Geography goes hand-in-hand with many of the topics taught within R.E. It is fundamental that, when learning about different cultures and religion across the wider world, children have some understanding of the locality and origins of these cultures. Atlases are used to track the wide variety of journeys taken by key figures in history.
Art is a subject that links particularly well with R.E. The children at Hillside are encouraged to explore the ways in which religions express meaning through art, or study past cultures and see what kind of art they created and consider the way that the religion of those peoples may have inspired or informed their art. On any visit to a place of worship, the architecture, images and pictures will be of central importance. For example, at Milton church there are stained glass windows and although at the local Mosque in Normacot there will be an absence of images, decorative use of calligraphy and geometry will be seen.
Educational visits and visitors
At Hillside, we place great importance on educational visits and visitors to enhance the R.E. curriculum. These visits provide rich opportunities for children and young people to learn about things that matter in the lives of local people and the wider world.
- Each Easter and Christmas, the whole school visits the local Parish Church in Milton for a service. At Easter time, each class contributes to the service with a poem or song and at Christmas time, a variation on the Christmas Nativity is performed by the children in Key Stage 2.

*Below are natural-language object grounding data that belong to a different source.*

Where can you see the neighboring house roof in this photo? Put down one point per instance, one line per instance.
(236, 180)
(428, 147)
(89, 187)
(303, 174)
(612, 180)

- Hillside has invited a number of religious leaders into school to supplement the children’s learning including a local Jewish Rabbi and ministers from different branches of Christianity.
- Each year a group of pupils attended the annual R.E. conference. The aim of the annual conference is for the pupils to learn from one another through shared experience and dialogue. A variety of themes are explored on this day and the children feedback to the rest of the school.
- Each term, we hold a Celebration of R.E. day. Each day has a specific theme that is studied through the 4 religions, Christianity, Islam, Judaism and Hinduism. Examples of activities that take place on these days are Bhangra dancing, where a fantastic Indian dancer was invited to school, multi-cultural food tasting, with food provided by the S-o-T catering department and a change around day where the children moved classes each hour to work with different teachers. The children particularly enjoy these days and learn a lot.
Assessment for learning
The learning outcomes in the Stoke on Trent Agreed Syllabus support teachers at Hillside in assessing whether pupils are on track to meet the end of key stage expectations. Assessment requires teachers to know what individual pupils know and can do. The learning outcomes on each key question outline will help teachers to assess this, and to devise appropriate learning activities to enable pupils to secure their understanding and skills.
Schools need to be able to track the progress of pupils. Again, the ‘emerging, expected and exceeding’ outcomes on each key question will allow teachers to track progress across a year group. This is because the outcomes have been written to assist pupils in moving towards the end of key stage outcomes, which is why the key question outlines have been linked to recommended year groups.
R.E. floor books have been introduced in all classrooms, displaying examples of children’s work/photographs and post its. Teacher’s use this evidence alongside ongoing observations to make accurate judgments of a child’s progress in R.E. Assessments are then recorded using the Hillside assessment procedure.